La prostitution, c’est l’aliénation de la sexualité par le capitalisme !

La loi Sarkozy contre le « racolage passif » criminalise les personnes prostituées. L’écrasante majorité d’entre elles n’ont pas choisi de se prostituer parce qu’elles en éprouvaient le désir, mais pour survivre en espérant que cette situation sera temporaire.On entend souvent « Si elles déclarent que c’est un choix, où est le problème ? ».D’une part elle-il-s sont minoritaires à déclarer que « c’est un choix » et s’expriment pourtant au nom de tou-te-s, d’autre part, qu’entendons nous par « c’est un choix » ?

Tout acte humain est le résultat d’un choix, mais ce choix est la plupart du temps un choix par dépit, un consentement sans désir. C’est ici que se situe la limite de l’intérêt du terme « consentement Il y a une énorme différence entre la majorité des prostituée- s et les « travailleu-se-r-s du sexe ». Ces dernier-e-s, font de la propagande par l’acte et l’apologie de la prostitution. C’est là un choix idéologique et politique libéraliste et non libertaire, contre la liberté sexuelle. L’état français se prétend abolitionniste alors que sa politique est un mélange de réglementation (prélèvement d’impôts sur les revenus de la prostitution qui condamne les personnes à une rentabilité accrue) et de prohibition (lois contre « le racolage passif »). Si aucun pays n’applique véritablement une politique abolitionniste c’est justement parce que l’abolitionnisme ne peut, en fait, se concevoir que dans une démarche libertaire révolutionnaire. Alors que le prohibitionnisme, comme le réglementarisme découlent logiquement de tout système étatique et/ou capitaliste.
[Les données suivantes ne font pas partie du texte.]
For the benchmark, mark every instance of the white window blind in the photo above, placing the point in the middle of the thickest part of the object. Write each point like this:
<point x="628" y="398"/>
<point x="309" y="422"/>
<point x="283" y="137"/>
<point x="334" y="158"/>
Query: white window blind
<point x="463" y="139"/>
Donner un statut professionnel aux "travailleu-se-r-s du sexe" c’est reconnaître une utilité sociale à la prostitution, c’est adhérer à la morale puritaine, à la marchandisation et au patriarcat. Quelques dizaines de "travailleu-se-r-s du sexe" regroupé-e-s dans ces associations réglementaristes et légitimistes revendiquent ce statut. Médiatiquement et politiquement ces revendications occultent une réalité du phénomène prostitutionnel qui intéresse la grande majorité des victimes de l’exploitation sexuelle. Croire que la réglementarisation étoufferait l’exploitation sexuelle, c’est faire fi des profits financiers qu’elle génère à travers la traite de centaines de milliers de personnes dont certaines sont des enfants et de son aspect international. Lorsque le capitalisme, le puritanisme et le patriarcat auront été abolis, la prostitution sous toutes ses formes aura disparu. ».